‘Time Of Fear, Panic’: As Orders To Remain Open Surfaced, Misinformation Spread Among Meat Packers
The New York Times reports on elbow-to-elbow work conditions inside a Tysons Foods pork plant in Waterloo, Iowa, its resistance to close and new precautions workers say came too late. Other news on worker safety reports on an uptick in pork exports to China and General Motors reopening three plants.
The New York Times:
Pork Chops Vs.

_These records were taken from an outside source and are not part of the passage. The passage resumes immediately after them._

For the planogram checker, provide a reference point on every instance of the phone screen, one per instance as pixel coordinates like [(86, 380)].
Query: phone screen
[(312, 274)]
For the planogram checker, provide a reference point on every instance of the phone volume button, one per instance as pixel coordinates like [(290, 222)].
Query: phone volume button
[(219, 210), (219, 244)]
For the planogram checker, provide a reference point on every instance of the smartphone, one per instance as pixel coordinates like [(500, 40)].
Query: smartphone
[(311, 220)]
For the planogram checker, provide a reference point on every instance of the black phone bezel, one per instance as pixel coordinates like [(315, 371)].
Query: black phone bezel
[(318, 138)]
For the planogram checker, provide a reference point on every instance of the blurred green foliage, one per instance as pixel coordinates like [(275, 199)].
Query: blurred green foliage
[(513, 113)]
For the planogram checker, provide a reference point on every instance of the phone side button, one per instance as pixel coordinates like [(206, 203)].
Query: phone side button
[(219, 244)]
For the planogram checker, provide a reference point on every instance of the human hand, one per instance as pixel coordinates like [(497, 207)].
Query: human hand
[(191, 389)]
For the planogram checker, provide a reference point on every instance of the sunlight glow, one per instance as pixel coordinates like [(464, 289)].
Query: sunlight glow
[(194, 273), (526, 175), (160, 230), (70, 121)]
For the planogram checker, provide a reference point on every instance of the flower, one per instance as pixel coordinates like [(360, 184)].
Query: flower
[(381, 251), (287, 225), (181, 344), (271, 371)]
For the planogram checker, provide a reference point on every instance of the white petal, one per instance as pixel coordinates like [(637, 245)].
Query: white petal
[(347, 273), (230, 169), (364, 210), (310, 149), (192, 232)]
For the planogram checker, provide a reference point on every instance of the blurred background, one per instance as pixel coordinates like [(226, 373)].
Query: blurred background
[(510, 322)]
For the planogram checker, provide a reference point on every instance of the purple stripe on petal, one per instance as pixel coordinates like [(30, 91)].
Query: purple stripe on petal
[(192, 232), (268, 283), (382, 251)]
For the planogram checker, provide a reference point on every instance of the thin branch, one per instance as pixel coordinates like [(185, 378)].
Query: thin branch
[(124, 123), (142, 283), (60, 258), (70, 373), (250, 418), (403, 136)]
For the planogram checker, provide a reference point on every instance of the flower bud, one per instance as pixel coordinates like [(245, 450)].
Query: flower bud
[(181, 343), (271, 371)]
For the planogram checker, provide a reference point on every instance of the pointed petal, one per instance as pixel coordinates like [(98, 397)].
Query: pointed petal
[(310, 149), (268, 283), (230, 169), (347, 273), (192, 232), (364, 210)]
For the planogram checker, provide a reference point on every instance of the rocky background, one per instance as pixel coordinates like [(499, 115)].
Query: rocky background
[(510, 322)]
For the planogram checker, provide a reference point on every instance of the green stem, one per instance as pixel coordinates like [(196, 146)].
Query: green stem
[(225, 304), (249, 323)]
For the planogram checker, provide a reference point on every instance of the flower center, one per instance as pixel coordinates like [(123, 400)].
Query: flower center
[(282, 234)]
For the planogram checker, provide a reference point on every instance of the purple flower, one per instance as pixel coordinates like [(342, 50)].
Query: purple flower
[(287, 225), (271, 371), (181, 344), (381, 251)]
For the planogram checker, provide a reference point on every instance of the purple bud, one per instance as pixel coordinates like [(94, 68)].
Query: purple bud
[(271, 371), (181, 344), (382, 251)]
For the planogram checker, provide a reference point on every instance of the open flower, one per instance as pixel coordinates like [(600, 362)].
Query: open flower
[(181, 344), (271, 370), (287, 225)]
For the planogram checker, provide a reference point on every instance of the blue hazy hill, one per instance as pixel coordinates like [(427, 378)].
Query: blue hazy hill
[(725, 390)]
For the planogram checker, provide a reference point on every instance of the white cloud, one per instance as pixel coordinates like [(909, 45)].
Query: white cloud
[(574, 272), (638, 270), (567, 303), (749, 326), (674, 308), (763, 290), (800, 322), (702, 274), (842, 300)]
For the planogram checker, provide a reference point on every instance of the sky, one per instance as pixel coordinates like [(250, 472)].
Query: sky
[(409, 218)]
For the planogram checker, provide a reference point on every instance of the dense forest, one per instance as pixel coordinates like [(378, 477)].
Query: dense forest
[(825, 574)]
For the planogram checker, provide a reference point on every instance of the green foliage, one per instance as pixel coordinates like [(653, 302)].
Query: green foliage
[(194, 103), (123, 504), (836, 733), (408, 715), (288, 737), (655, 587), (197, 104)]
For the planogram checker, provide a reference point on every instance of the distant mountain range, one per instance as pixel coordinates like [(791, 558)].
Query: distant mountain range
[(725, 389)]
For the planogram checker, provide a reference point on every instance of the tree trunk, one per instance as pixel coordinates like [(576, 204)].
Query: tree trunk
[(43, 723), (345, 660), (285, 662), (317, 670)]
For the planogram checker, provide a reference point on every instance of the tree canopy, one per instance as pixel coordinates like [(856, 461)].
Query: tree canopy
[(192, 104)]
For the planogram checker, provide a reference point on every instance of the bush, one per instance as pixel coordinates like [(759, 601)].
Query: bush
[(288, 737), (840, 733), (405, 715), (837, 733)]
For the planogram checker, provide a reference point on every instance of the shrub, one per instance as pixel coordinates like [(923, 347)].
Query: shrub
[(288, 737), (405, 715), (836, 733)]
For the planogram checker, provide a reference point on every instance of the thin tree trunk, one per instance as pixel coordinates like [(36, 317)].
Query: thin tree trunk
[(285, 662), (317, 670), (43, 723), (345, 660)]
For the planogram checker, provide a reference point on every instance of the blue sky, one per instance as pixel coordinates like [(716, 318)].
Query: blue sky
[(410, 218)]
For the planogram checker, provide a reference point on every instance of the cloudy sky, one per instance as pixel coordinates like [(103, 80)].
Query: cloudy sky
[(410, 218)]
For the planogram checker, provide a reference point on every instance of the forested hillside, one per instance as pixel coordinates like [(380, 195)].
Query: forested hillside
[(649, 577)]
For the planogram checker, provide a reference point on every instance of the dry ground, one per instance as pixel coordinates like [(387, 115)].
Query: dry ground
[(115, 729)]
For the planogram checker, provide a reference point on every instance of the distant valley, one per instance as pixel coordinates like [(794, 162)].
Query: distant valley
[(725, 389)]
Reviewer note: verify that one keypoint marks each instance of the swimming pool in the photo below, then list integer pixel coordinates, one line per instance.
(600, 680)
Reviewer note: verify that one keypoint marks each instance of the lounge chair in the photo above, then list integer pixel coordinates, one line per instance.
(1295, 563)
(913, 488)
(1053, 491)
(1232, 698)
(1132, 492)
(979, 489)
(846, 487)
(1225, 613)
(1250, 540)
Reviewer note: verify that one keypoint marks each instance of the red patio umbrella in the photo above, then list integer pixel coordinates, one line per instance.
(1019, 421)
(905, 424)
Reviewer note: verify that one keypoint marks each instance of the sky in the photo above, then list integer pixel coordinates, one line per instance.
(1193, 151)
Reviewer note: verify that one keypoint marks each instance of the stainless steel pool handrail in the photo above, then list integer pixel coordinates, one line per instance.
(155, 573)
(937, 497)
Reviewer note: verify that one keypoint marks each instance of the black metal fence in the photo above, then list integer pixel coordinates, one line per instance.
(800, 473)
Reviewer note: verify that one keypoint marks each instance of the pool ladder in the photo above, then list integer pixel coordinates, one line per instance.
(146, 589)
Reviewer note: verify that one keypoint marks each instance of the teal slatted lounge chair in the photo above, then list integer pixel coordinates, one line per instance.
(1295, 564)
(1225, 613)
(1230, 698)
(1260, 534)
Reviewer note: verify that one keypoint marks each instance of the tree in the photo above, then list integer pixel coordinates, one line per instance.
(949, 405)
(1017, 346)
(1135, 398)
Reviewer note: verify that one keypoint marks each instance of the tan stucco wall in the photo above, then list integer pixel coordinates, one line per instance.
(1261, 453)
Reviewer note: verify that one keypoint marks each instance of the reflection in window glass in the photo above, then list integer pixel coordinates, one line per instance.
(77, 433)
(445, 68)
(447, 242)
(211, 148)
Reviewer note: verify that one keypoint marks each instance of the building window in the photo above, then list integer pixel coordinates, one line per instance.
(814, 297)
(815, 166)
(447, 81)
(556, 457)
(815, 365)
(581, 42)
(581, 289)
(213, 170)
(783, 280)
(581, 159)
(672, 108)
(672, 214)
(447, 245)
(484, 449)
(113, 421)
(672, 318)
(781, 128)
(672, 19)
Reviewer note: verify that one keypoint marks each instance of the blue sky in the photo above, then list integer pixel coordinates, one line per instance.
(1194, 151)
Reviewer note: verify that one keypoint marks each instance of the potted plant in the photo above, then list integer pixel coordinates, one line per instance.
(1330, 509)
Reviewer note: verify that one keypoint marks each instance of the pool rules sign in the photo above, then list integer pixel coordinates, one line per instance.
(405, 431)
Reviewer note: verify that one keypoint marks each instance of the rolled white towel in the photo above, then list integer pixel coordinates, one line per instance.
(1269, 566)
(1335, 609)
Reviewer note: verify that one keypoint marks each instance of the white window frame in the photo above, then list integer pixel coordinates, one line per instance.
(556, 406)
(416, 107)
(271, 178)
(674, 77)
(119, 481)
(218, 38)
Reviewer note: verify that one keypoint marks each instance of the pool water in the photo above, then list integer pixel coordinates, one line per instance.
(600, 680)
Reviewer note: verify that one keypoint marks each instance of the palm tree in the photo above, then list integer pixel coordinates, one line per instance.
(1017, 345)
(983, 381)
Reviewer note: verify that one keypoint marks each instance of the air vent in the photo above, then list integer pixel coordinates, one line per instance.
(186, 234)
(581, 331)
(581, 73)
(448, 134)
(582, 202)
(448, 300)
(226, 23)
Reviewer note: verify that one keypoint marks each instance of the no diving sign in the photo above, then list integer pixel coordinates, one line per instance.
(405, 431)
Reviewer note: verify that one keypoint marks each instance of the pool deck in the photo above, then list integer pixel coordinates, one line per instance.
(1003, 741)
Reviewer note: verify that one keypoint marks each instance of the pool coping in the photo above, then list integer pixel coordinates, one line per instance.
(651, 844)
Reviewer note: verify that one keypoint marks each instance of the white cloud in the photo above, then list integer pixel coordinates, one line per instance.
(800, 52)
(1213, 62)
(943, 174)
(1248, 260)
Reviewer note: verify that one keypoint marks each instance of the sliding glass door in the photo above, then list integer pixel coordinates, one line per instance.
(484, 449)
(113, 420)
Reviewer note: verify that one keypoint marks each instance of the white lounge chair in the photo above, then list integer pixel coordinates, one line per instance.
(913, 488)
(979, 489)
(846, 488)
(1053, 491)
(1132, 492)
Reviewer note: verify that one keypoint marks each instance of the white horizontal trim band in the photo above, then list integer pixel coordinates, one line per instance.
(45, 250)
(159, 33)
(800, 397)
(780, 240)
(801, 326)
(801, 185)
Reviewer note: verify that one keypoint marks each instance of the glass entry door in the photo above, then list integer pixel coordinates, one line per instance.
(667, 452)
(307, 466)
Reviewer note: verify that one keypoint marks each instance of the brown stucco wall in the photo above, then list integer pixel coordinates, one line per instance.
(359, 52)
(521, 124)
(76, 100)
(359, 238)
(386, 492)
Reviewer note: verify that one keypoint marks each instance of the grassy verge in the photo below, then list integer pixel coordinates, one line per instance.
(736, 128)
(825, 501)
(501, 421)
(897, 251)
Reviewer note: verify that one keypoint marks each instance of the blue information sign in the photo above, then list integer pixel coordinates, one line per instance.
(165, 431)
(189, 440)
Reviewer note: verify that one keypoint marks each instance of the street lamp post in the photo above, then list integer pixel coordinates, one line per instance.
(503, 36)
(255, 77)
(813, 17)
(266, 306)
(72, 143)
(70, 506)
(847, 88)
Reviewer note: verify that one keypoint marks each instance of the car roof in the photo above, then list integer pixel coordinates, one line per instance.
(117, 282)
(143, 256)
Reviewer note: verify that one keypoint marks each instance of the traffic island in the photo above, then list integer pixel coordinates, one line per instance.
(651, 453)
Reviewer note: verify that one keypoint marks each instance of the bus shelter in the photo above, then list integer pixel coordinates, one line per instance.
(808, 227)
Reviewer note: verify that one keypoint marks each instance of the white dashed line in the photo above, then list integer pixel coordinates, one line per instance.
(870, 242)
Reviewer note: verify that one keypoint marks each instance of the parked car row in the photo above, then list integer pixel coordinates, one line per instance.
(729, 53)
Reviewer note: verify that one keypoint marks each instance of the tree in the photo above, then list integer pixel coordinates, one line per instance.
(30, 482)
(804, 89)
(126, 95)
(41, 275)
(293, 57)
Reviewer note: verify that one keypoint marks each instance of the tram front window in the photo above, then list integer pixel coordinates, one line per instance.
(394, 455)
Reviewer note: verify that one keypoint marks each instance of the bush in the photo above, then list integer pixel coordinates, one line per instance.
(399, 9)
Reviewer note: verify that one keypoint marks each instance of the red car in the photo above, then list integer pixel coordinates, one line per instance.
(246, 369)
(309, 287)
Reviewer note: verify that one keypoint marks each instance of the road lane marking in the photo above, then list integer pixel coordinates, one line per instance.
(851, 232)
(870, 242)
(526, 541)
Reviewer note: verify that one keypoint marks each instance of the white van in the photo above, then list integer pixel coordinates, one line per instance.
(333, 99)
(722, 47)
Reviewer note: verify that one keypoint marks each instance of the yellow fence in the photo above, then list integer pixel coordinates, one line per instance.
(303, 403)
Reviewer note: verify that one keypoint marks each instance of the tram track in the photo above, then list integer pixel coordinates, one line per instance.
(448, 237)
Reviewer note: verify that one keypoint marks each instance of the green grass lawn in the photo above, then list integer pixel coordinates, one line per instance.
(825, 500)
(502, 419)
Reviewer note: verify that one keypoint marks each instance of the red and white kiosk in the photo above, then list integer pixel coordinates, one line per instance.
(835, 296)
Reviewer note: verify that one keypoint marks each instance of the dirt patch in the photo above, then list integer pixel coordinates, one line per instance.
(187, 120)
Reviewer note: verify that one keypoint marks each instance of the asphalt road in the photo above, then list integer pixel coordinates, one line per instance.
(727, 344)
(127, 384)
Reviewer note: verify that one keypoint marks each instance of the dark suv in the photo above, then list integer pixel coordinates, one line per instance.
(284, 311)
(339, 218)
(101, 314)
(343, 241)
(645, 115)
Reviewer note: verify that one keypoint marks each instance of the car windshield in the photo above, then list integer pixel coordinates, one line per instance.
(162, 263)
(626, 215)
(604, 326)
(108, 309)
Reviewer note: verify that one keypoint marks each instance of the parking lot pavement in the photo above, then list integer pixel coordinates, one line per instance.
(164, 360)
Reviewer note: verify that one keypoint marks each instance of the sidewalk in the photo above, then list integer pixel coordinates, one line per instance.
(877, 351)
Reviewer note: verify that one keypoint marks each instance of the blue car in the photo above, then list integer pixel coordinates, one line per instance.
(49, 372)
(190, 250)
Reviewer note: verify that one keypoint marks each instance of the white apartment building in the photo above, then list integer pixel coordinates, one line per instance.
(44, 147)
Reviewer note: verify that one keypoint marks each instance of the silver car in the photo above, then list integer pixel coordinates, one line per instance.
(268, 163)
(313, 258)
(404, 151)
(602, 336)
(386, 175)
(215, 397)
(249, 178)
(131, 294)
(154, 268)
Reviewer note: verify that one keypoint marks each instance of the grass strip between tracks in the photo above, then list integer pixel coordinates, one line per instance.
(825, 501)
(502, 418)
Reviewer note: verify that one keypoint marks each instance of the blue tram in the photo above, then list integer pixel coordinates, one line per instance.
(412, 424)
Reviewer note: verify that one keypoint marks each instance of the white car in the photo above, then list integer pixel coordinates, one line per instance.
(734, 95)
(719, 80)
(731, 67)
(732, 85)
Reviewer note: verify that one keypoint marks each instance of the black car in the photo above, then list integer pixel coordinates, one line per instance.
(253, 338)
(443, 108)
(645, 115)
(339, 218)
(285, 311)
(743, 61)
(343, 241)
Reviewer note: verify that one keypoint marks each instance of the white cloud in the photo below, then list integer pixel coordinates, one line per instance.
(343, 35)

People: Battling Coronavirus In An Iowa Meat Plant
On April 10, Tony Thompson, the sheriff for Black Hawk County in Iowa, visited the giant Tyson Foods pork plant in Waterloo. What he saw, he said, “shook me to the core.” Workers, many of them immigrants, were crowded elbow to elbow as they broke down hog carcasses zipping by on a conveyor belt. The few who had face coverings wore a motley assortment of bandannas, painters’ masks or even sleep masks stretched around their mouths. Some had masks hanging around their necks. (Swanson, Yaffe-Bellany and Corkery, 5/10)
Reuters:
As U.S. Meat Workers Fall Sick And Supplies Dwindle, Exports To China Soar
U.S. President Donald Trump ordered meat processing plants to stay open to protect the nation’s food supply even as workers got sick and died. Yet the plants have increasingly been exporting to China while U.S. consumers face shortages, a Reuters analysis of government data showed. (Polansek, 5/11)
Detroit Free Press:
GM Restarts Its Parts Plants And Recalls Some Workforce At All Plants
General Motors is starting production at three of its North American parts plants on Monday. GM is also recalling its skilled trades workers and some production workers to most of its assembly and engine plants on Monday too to prep the equipment and the plants for restarting that production the week of May 18, a person familiar with GM's plans who declined to be named because they are not authorized to speak on the topic. (LaReau, 5/9)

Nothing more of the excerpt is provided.